Por mais que seja importante abordar as execuções de todas as ditas penas alternativas,
resume-se aqui somente à Prestação de Serviços à Comunidade, visto que esta alternativa à prisão
se apresenta como a maneira mais eficaz de frear a reincidência criminal.
A Prestação de Serviços à Comunidade ou Entidades Públicas, encontra-se explícita nos
artigos 43, IV e 46 do CPB. Esta modalidade, como já analisado, consiste na realização de
atividades gratuitas a instituições que visam a atender a comunidade, entendida como a sociedade
em geral, ou entidades públicas como ONG`s, creches, praças, orfanatos, escolas, ruas, hospitais,
Órgãos da Administração Direta ou Indireta, Fóruns entre outros. Os espaços dos hospitais, por
exemplo, por sua dinâmica e pela vivência que oferece, é ideal para o cumprimento da pena de
prestação de serviços pois aumenta o caráter educativo e permite a reinserção do infrator.

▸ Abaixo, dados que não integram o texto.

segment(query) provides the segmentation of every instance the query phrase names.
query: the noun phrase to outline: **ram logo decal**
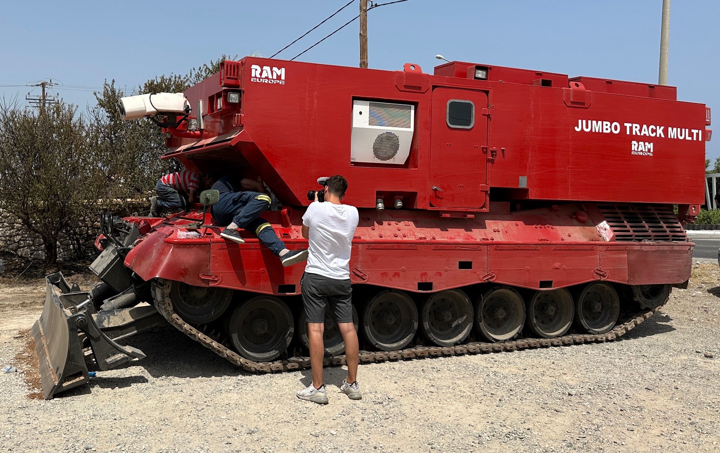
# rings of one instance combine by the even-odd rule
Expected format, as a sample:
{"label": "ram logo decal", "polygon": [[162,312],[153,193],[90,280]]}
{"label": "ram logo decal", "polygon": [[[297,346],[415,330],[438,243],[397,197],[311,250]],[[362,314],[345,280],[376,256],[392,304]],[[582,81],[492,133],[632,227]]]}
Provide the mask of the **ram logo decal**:
{"label": "ram logo decal", "polygon": [[250,67],[251,82],[259,82],[261,83],[277,83],[285,84],[285,68],[270,68],[270,66],[258,66],[253,65]]}

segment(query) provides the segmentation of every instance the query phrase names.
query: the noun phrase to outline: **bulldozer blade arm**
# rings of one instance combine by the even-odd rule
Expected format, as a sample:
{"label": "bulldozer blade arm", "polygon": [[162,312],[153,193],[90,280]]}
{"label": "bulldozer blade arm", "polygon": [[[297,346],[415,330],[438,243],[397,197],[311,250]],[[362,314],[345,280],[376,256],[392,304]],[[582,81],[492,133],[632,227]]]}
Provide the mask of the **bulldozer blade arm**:
{"label": "bulldozer blade arm", "polygon": [[42,395],[49,400],[55,393],[89,382],[90,378],[77,329],[68,326],[71,312],[60,298],[62,290],[70,287],[60,273],[48,275],[45,283],[42,314],[30,333],[35,340]]}
{"label": "bulldozer blade arm", "polygon": [[[89,382],[86,359],[91,363],[91,359],[94,359],[94,366],[107,370],[145,358],[141,350],[119,344],[104,330],[126,337],[158,325],[161,315],[154,307],[114,310],[99,316],[93,313],[89,293],[68,285],[62,273],[48,275],[45,283],[42,314],[30,332],[35,340],[42,395],[46,400]],[[102,326],[96,317],[102,321]]]}

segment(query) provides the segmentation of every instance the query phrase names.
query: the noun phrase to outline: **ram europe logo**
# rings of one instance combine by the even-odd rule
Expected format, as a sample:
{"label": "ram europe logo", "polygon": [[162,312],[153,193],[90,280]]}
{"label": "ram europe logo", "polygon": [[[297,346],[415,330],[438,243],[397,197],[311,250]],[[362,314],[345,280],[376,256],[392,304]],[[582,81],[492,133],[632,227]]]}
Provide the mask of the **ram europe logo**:
{"label": "ram europe logo", "polygon": [[250,67],[251,82],[259,82],[261,83],[277,83],[279,85],[285,84],[285,68],[272,68],[270,66],[260,67],[253,65]]}

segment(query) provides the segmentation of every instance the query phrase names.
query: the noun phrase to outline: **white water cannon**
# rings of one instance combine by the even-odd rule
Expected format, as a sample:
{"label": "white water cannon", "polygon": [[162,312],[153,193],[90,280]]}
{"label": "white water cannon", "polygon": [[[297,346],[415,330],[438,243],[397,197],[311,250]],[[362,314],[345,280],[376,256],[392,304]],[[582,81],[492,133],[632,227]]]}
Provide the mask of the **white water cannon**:
{"label": "white water cannon", "polygon": [[187,115],[190,103],[182,93],[155,93],[120,98],[122,119],[154,118],[158,115]]}

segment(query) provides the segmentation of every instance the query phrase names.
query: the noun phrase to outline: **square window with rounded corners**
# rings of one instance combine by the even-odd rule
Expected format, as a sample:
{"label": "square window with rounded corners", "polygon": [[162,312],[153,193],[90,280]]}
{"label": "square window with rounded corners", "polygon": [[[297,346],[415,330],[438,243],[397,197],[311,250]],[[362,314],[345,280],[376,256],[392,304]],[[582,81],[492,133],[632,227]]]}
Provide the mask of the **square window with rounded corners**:
{"label": "square window with rounded corners", "polygon": [[472,101],[450,99],[448,101],[446,120],[450,127],[472,128],[475,124],[475,105]]}

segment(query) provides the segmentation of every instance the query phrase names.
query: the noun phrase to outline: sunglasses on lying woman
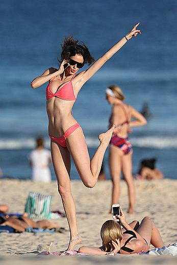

Entretanto, a possibilidade de convênio com capitais privados para implantar oficinas de trabalho
em instituições penais (art. 34 §2°, LEP) não inclui a terceirização da disciplina carcerária, porque o
poder disciplinar no sistema penitenciário continua monopólio exclusivo do Estado. Tem-se que,
normalmente, a prestação de serviços à comunidade desenvolve-se em média de 7 horas semanais,
não podendo prejudicar o prestador de serviços no seu horário habitual de trabalho e/ou atividades.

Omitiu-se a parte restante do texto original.